Ed il principio di effettività dei controlli sulle scelte del PM nell’ambito delle indagini preliminari, non solo è stato oggetto di specificazioni da parte della Consulta con effetti determinanti per il definitivo tramonto dell’impianto processuale inquisitorio già dagli anni 60/70 caratterizzati da forti scontri interpretativi sul punto tra le supreme Magistrature[7]; ma ha trovato pieno riconoscimento nelle regole del giusto processo europeo, nell’accezione chiarita dalla giurisprudenza della Corte europea dei diritti dell’uomo[8] che argomentando dall’art. 13 della CEDU interpreta correntemente il diritto al controllo effettivo interno non solo con effetti sul sistema delle impugnazioni, ma con riguardo al diritto del cittadino europeo ad indagini complete ed efficienti da parte di organi ufficiali secondo il principio di legalità.
[1] La presunzione di innocenza e il diritto a un equo processo sono sanciti negli articoli 47 e 48 della Carta dei diritti fondamentali dell’Unione europea (“Carta”), nell’articolo 6 della Convenzione europea per la salvaguardia dei diritti dell’uomo e delle libertà fondamentali (“CEDU”), nell’articolo 14 del Patto internazionale sui diritti civili e politici (“ICCPR”) e nell’articolo 11 della Dichiarazione universale dei diritti dell’uomo.
[2]Il 30 novembre 2009 il Consiglio ha adottato una risoluzione relativa a una tabella di marcia per il rafforzamento dei diritti procedurali di indagati o imputati in procedimenti penali (“tabella di marcia”). Sulla base di un approccio graduale, la tabella di marcia invita ad adottare misure che riguardano il diritto alla traduzione e all’interpretazione (misura A), il diritto a informazioni relative ai diritti e all’accusa (misura B), il diritto alla consulenza legale e all’assistenza legale (misura C), il diritto alla comunicazione con familiari, datori di lavoro e autorità consolari (misura D) e garanzie speciali per gli indagati o imputati vulnerabili (misura E). L’11 dicembre 2009 il Consiglio europeo ha accolto con favore la tabella di marcia e l’ha integrata nel programma di Stoccolma – Un’Europa aperta e sicura al servizio e a tutela dei cittadini (punto 2.4). Il Consiglio europeo ha sottolineato il carattere non esaustivo della tabella di marcia, invitando la Commissione a esaminare ulteriori elementi dei diritti procedurali minimi di indagati e imputati, e a valutare se sia necessario affrontare altre questioni, ad esempio la presunzione di innocenza, per promuovere una migliore cooperazione nel settore.

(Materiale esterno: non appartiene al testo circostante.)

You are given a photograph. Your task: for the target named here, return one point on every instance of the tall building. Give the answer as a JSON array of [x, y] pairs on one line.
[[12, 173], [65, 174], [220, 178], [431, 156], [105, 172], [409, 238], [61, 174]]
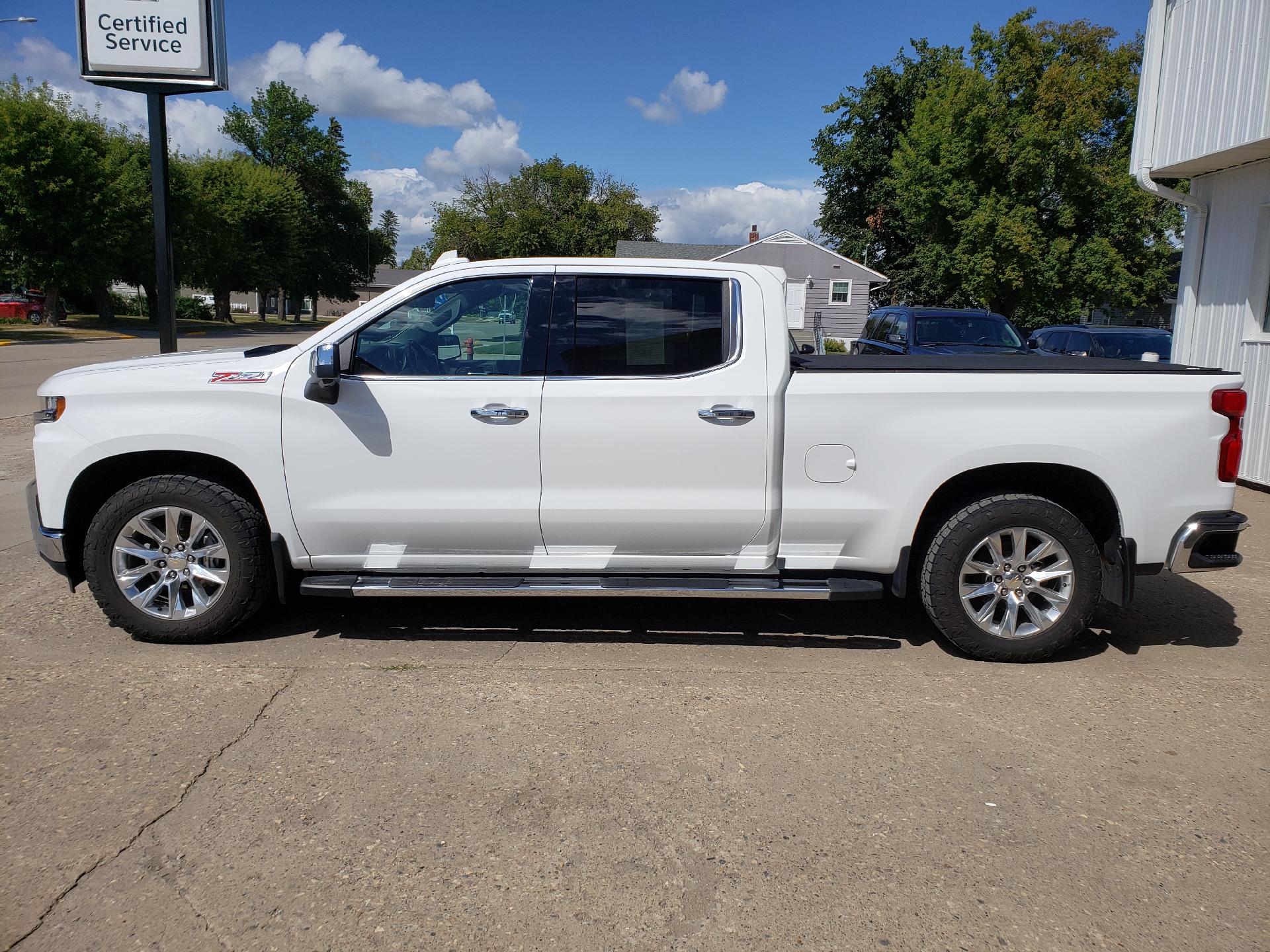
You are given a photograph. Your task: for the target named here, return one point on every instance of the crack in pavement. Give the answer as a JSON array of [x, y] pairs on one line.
[[185, 791]]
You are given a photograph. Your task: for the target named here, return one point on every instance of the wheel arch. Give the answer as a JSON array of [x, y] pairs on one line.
[[105, 477], [1080, 492]]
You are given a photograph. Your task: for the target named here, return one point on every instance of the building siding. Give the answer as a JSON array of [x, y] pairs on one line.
[[1223, 332], [800, 260], [1214, 83]]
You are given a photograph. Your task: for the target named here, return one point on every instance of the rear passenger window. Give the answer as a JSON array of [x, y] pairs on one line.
[[644, 327]]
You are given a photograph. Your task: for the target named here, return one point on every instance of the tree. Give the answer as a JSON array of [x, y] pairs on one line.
[[390, 226], [546, 208], [238, 225], [338, 249], [418, 259], [854, 153], [1006, 183], [63, 211]]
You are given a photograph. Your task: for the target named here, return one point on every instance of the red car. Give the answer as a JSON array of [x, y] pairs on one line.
[[27, 306]]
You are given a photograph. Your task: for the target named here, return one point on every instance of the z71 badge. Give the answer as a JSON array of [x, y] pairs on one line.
[[240, 377]]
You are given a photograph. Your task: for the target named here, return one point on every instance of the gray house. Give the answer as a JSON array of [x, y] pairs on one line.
[[827, 295]]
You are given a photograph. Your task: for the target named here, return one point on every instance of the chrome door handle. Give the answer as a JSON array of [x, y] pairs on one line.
[[726, 413], [501, 413]]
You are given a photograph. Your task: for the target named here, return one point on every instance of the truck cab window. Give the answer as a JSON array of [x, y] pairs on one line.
[[470, 328], [643, 328]]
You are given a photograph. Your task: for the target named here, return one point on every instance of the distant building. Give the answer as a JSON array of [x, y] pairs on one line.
[[826, 295], [1205, 114]]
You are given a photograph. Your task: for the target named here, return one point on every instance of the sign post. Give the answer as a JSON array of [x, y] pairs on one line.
[[158, 48]]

[3] Direttiva 2010/64/UE del Parlamento europeo e del Consiglio, del 20 ottobre 2010, sul diritto all’interpretazione e alla traduzione nei procedimenti penali (GU L 280 del 26.10.2010, pag. 1).
[4] Direttiva 2012/13/UE del Parlamento europeo e del Consiglio, del 22 maggio 2012, sul diritto all’informazione nei procedimenti penali (GU L 142 dell’1.6.2012, pag. 1).
[5] Direttiva 2013/48/UE del Parlamento europeo e del Consiglio, del 22 ottobre 2013, relativa al diritto di avvalersi di un difensore nel procedimento penale e nel procedimento di esecuzione del mandato d’arresto europeo, al diritto di informare un terzo al momento della privazione della libertà personale e al diritto delle persone private della libertà personale di comunicare con terzi e con le autorità consolari (GU L 294 del 6.11.2013, pag. 1).
[6] Corte cost., 28 gennaio 1991, n. 88.
[7] Corte cost., 21 novembre 1968, n.117; Id., 25 febbraio 1971, n. 40; Id., 4 giugno 1971, n. 123; Id., 28 dicembre 1971, n. 209.
[8] Corte EDU, 23 marzo 202, Eduard c. Regno Unito.